Reduction of alopecia
Alopecia mitigation surgery removes bald scalp tissue and replaces it with hair-covered scalp tissue. This treatment has been used to treat androgenetic alopecia (androgenic alopecia) since the mid-1970s and is also used to treat scarring hair loss, which is hair loss due to scarring of the scalp. Alopecia relief can be done alone or in combination with other hair transplant procedures. Due to advances in surgical techniques during FUE and FUT, this procedure is less common.
Hair follicle unit transplant
Hair follicle unit anatomy is a type of hair transplant in which a single naturally occurring hair follicle unit is completely removed from the strip of donor tissue. The transplant process is done by surgery. An anatomical stereomicroscope at least 5-10x magnification is used to separate the follicular unit grafts.
Hair follicle unit extraction (FUE) is a process that involves removing a single hair follicle unit from the donor area. This procedure is a great option for those who are less invasive, heal faster and want to wear short hairstyles such as fades.
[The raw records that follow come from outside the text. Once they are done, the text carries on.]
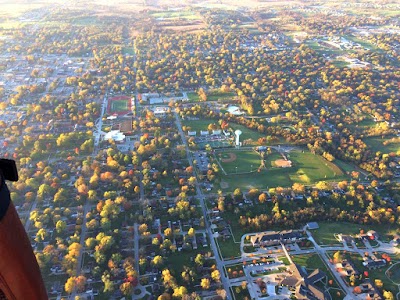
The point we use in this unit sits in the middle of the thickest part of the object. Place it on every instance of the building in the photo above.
(374, 264)
(271, 238)
(312, 225)
(115, 135)
(160, 111)
(303, 284)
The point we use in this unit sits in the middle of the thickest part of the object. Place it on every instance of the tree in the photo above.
(157, 261)
(126, 288)
(80, 282)
(191, 232)
(70, 285)
(60, 226)
(388, 295)
(179, 292)
(205, 283)
(199, 259)
(262, 198)
(337, 256)
(237, 194)
(298, 188)
(215, 275)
In hair growth, a graft is a follicular unit that is transplanted from the nape of the neck and the subcutaneous part of the scalp near the midline ear, known as the donor area, to the area of thinning hair or baldness. Micrografts (1-2) and minigrafts (3-5 hairs) are the most common types. 
Hair economics is a theory that claims that the amount of hair is finite or diminished, but the emergence of hair loss patterns increases the demand for hair. 
Alopecia old man
Senile alopecia is a type of hair loss that begins with age. It generally begins after the age of 50. Both the time of hair growth and the diameter of the hair follicles decrease with age, resulting in thinner and shorter hair. This process occurs throughout the scalp and is more uniform than the miniaturization changes associated with the hormonal effects of DHT. Certain causes of senile hair loss are due to several different body dynamics and healing priorities that change with age.
The tissue extender is a device for stretching the tissue of the scalp. Stretching the sides of the skull, including the hair, to facilitate rapid removal of the bald area is a common way to accelerate the process of scalp shrinkage. The tissue extender is temporarily placed under the scalp and left in place for 3 weeks.
Incision slit graft
Incision slit graft is an upgraded hair transplant procedure. Classic punch transplants use fewer grafts, while incision slit transplants use more smaller grafts. This procedure maintains the blood supply and increases the yield of the graft. It gives a more natural forehead hairline. 
So you have it. We hope that breaking these medical terms will make you more comfortable and ready when discussing treatment options with your doctor. Now you won’t skip the beat the next time you hear one of them, whether you’re consulting or elsewhere.
On the other hand, if you have questions about hair or are considering hair transplant treatment options, go ahead and schedule a free consultation with MAXIM’s professional medical team. We are ready to support all of your flocking needs.